Weezer – Everything Will Be Alright In The End

Weezer machen auf Ihrem neuen Album ‚ Everything Will Be Alright in the End ‚ einmal mehr das, was Weezer schon seit mehr als 15 Jahren am Besten können: die Massen mit eingängigen und leicht verdaulichen Rocksongs zu versorgen. Man kann es Ihnen auch im Jahr 2014 nicht übel nehmen, denn was Rivers Cuomo mit seinen Herrschaften zusammen schustert ist ehrliches Handwerk und wenn es nach Mainstream klingt – dann klingt es eben nach Mainstream. Oder mit anderen Worten: ‚ Everything Will Be Alright in the End ‚ ist ein weiterer vorhersehbarer Eintrag in der Diskographie von Weezer. Das eröffnende Stück ‚ Ain’t Got Nobody ‚ ist von einem dichten Sound umgeben, von glamourösen Gitarrenläufen und einigen aufhorchenden Querschlägen. Aber leider sind diese Momente der Inspiration mehr als flüchtig. Man findet diese im weiteren Verlauf bei ‚ Eulogy for a Rock Band ‚, ‚ Lonely Girl ‚ oder ‚ Go Away ‚ mit Bethany Cosentino von Best Coast als Gastsängerin. Ja man erinnert sich während diesen Minuten gerne an die Pinkerton-Ära zurück.

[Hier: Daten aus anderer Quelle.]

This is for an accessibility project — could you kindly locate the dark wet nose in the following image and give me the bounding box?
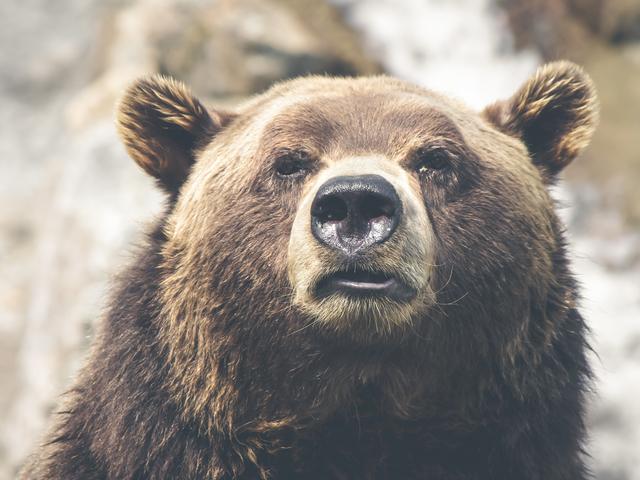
[311,175,402,255]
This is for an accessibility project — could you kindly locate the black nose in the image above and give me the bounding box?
[311,175,402,255]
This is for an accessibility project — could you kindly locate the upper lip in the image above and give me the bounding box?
[316,270,415,300]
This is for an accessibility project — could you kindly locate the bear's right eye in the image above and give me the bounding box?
[275,152,310,178]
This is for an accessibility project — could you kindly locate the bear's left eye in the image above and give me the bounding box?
[275,151,311,178]
[413,148,451,175]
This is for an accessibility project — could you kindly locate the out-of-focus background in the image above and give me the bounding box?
[0,0,640,480]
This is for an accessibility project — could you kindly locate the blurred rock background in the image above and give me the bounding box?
[0,0,640,480]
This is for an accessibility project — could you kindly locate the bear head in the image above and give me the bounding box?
[118,62,597,418]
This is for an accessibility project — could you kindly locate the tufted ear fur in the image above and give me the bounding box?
[483,61,598,181]
[116,75,232,195]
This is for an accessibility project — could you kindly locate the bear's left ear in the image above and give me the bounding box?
[483,61,598,181]
[116,75,233,195]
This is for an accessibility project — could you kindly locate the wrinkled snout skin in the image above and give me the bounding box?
[288,154,435,332]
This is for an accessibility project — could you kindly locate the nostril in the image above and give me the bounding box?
[312,195,349,223]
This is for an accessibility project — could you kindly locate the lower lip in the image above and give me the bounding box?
[316,277,415,301]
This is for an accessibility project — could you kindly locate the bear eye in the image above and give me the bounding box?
[275,151,310,178]
[413,148,451,175]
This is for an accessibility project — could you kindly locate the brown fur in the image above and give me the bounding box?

‚ Da Vinci ‚ und ‚ Cleopatra ‚ drücken dagegen die Türklinke zu neuen Ufern und man kann es direkt so schreiben: Weezer haben endlich wieder gelernt, wie sie ihre Instrumente richtig zu spielen haben. Alleine Schlagzeuger Pat Wilson hat noch nie besser gespielt und hat sich diese Erwähung mehr als verdient. Aber leider muss man sich die lobenden Worte gut einteilen, denn zu viel davon wäre übertrieben. Das meiste wandert sofort wieder aus dem Kopf und lässt damit den Benchmark am Ende ziemlich nach unten purzeln. ‚ Everything Will Be Alright in the End ‚ ist für Weezer-Anhänger einen Durchlauf wert, ist sicherlich besser als ‚ Hurley ‚ und für alle anderen würde ich auch weiterhin erstmal zum grünen Album raten, oder wer sich für die Anfänge der Band interessiert – natürlich ‚ Pinkerton ‚ in seiner vollen Güte.